PGEE: Function to fit penalized generalized estimating equations
In PGEE: Penalized Generalized Estimating Equations in High-Dimension

Description Usage Arguments Value References See Also Examples

This function fits a penalized generalized estimating equation model to longitudinal data.

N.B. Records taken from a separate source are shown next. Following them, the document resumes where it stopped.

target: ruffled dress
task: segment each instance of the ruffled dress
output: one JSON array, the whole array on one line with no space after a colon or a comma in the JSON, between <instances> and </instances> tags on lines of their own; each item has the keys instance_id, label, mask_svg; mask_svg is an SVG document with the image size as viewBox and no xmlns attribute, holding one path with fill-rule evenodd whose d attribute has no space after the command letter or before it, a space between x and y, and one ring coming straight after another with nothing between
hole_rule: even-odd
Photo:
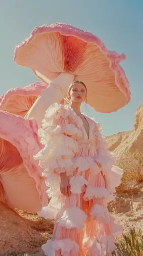
<instances>
[{"instance_id":1,"label":"ruffled dress","mask_svg":"<svg viewBox=\"0 0 143 256\"><path fill-rule=\"evenodd\" d=\"M106 256L115 248L122 228L115 223L107 203L121 182L122 169L107 149L98 123L81 119L68 105L50 106L38 130L43 148L34 156L44 168L50 198L38 214L55 220L51 240L42 246L48 256ZM60 174L66 172L70 196L60 190Z\"/></svg>"}]
</instances>

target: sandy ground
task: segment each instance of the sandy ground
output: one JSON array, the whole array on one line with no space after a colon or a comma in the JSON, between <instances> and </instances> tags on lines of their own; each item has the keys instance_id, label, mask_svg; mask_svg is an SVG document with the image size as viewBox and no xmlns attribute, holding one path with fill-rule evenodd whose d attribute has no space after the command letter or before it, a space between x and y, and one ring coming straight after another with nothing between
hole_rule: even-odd
<instances>
[{"instance_id":1,"label":"sandy ground","mask_svg":"<svg viewBox=\"0 0 143 256\"><path fill-rule=\"evenodd\" d=\"M124 232L134 226L143 230L143 182L133 195L116 195L108 208ZM0 204L0 256L41 256L41 246L51 237L53 226L53 222L37 214L14 211ZM121 239L120 236L116 242Z\"/></svg>"}]
</instances>

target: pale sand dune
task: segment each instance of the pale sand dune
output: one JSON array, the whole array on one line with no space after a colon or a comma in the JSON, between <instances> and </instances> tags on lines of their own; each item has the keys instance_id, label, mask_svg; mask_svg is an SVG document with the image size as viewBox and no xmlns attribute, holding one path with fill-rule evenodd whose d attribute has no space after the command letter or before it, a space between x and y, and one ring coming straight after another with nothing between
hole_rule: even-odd
<instances>
[{"instance_id":1,"label":"pale sand dune","mask_svg":"<svg viewBox=\"0 0 143 256\"><path fill-rule=\"evenodd\" d=\"M138 149L143 152L143 103L135 112L134 128L106 137L108 149L117 156Z\"/></svg>"}]
</instances>

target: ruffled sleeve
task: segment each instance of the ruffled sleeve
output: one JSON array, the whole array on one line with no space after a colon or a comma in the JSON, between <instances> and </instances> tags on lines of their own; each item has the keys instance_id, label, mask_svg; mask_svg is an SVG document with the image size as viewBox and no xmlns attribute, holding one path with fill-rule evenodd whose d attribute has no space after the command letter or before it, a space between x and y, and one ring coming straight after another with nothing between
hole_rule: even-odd
<instances>
[{"instance_id":1,"label":"ruffled sleeve","mask_svg":"<svg viewBox=\"0 0 143 256\"><path fill-rule=\"evenodd\" d=\"M42 128L38 130L43 148L34 156L47 174L74 171L71 160L78 152L76 138L79 130L69 123L69 113L66 106L55 103L46 112Z\"/></svg>"},{"instance_id":2,"label":"ruffled sleeve","mask_svg":"<svg viewBox=\"0 0 143 256\"><path fill-rule=\"evenodd\" d=\"M108 150L108 144L104 136L102 135L102 128L99 123L96 123L94 136L97 156L96 160L101 164L105 177L106 188L110 192L115 192L115 188L121 184L123 170L115 165L116 158Z\"/></svg>"}]
</instances>

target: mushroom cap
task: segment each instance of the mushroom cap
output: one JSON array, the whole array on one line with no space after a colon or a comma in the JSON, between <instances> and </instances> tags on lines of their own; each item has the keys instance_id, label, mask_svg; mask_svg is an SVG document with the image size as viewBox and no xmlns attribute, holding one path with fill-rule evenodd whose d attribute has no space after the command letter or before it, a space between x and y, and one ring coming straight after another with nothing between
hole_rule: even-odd
<instances>
[{"instance_id":1,"label":"mushroom cap","mask_svg":"<svg viewBox=\"0 0 143 256\"><path fill-rule=\"evenodd\" d=\"M46 86L43 83L35 82L23 88L10 89L0 96L0 202L33 213L42 206L44 179L38 170L35 172L29 158L32 150L28 148L32 143L33 148L36 146L33 140L35 135L30 130L33 121L30 122L22 117ZM23 138L26 141L28 138L25 148ZM44 197L47 204L46 192Z\"/></svg>"},{"instance_id":2,"label":"mushroom cap","mask_svg":"<svg viewBox=\"0 0 143 256\"><path fill-rule=\"evenodd\" d=\"M23 88L10 89L0 96L0 110L24 117L46 87L43 82L36 82Z\"/></svg>"},{"instance_id":3,"label":"mushroom cap","mask_svg":"<svg viewBox=\"0 0 143 256\"><path fill-rule=\"evenodd\" d=\"M119 64L125 58L108 50L91 32L61 23L36 27L14 54L17 64L31 68L46 83L60 73L74 74L87 86L88 104L101 112L116 111L130 100L129 82Z\"/></svg>"}]
</instances>

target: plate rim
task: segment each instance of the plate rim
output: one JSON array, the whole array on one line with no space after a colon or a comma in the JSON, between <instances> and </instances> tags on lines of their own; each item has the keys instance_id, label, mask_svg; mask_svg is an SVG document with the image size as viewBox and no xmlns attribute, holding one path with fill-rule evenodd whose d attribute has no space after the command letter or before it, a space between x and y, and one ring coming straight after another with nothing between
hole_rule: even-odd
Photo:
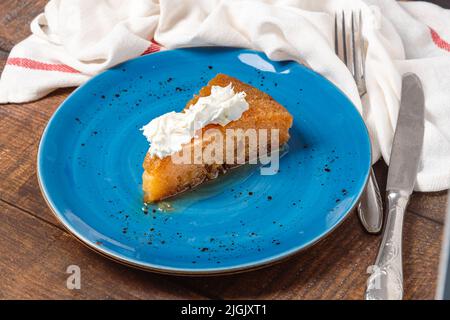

PGEE(formula, id, data, na.action = NULL, family = gaussian(link = "identity"), 
corstr = "independence", Mv = NULL, beta_int = NULL, R = NULL, scale.fix = TRUE, 
scale.value = 1, lambda, pindex = NULL, eps = 10^-6, maxiter = 30, tol = 10^-3, 
silent = TRUE)

`formula`	A formula expression in the form of `response ~ predictors`.
`id`	A vector for identifying subjects/clusters.
`data`	A data frame which stores the variables in `formula` with `id` variable.
`na.action`	A function to remove missing values from the data. Only `na.omit` is allowed here.
`family`	A `family` object: a list of functions and expressions for defining `link` and `variance` functions. Families supported in `PGEE` are `binomial`, `gaussian`, `gamma` and `poisson`. The `links`, which are not available in `gee`, is not available here. The default family is `gaussian`.
`corstr`	A character string, which specifies the type of correlation structure. Structures supported in `PGEE` are `"AR-1"`,`"exchangeable"`, `"fixed"`, `"independence"`, `"stat_M_dep"`,`"non_stat_M_dep"`, and `"unstructured"`. The default `corstr` type is `"independence"`.
`Mv`	If either `"stat_M_dep"`, or `"non_stat_M_dep"` is specified in `corstr`, then this assigns a numeric value for `Mv`. Otherwise, the default value is `NULL`.
`beta_int`	User specified initial values for regression parameters. The default value is `NULL`.
`R`	If `corstr = "fixed"` is specified, then `R` is a square matrix of dimension maximum cluster size containing the user specified correlation. Otherwise, the default value is `NULL`.
`scale.fix`	A logical variable; if true, the scale parameter is fixed at the value of `scale.value`. The default value is `TRUE`.
`scale.value`	If `scale.fix = TRUE`, this assignes a numeric value to which the scale parameter should be fixed. The default value is 1.
`lambda`	A numerical value for the penalization parameter of the scad function, which is estimated via cross-validation.
`pindex`	An index vector showing the parameters which are not subject to penalization. The default value is `NULL`. However, in case of a model with intercept, the intercept parameter should be never penalized.
`eps`	A numerical value for the epsilon used in minorization-maximization algorithm. The default value is `10^-6`.
`maxiter`	The number of iterations that is used in the estimation algorithm. The default value is `25`.
`tol`	The tolerance level that is used in the estimation algorithm. The default value is `10^-3`.
`silent`	A logical variable; if false, the regression parameter estimates at each iteration are printed. The default value is `TRUE`.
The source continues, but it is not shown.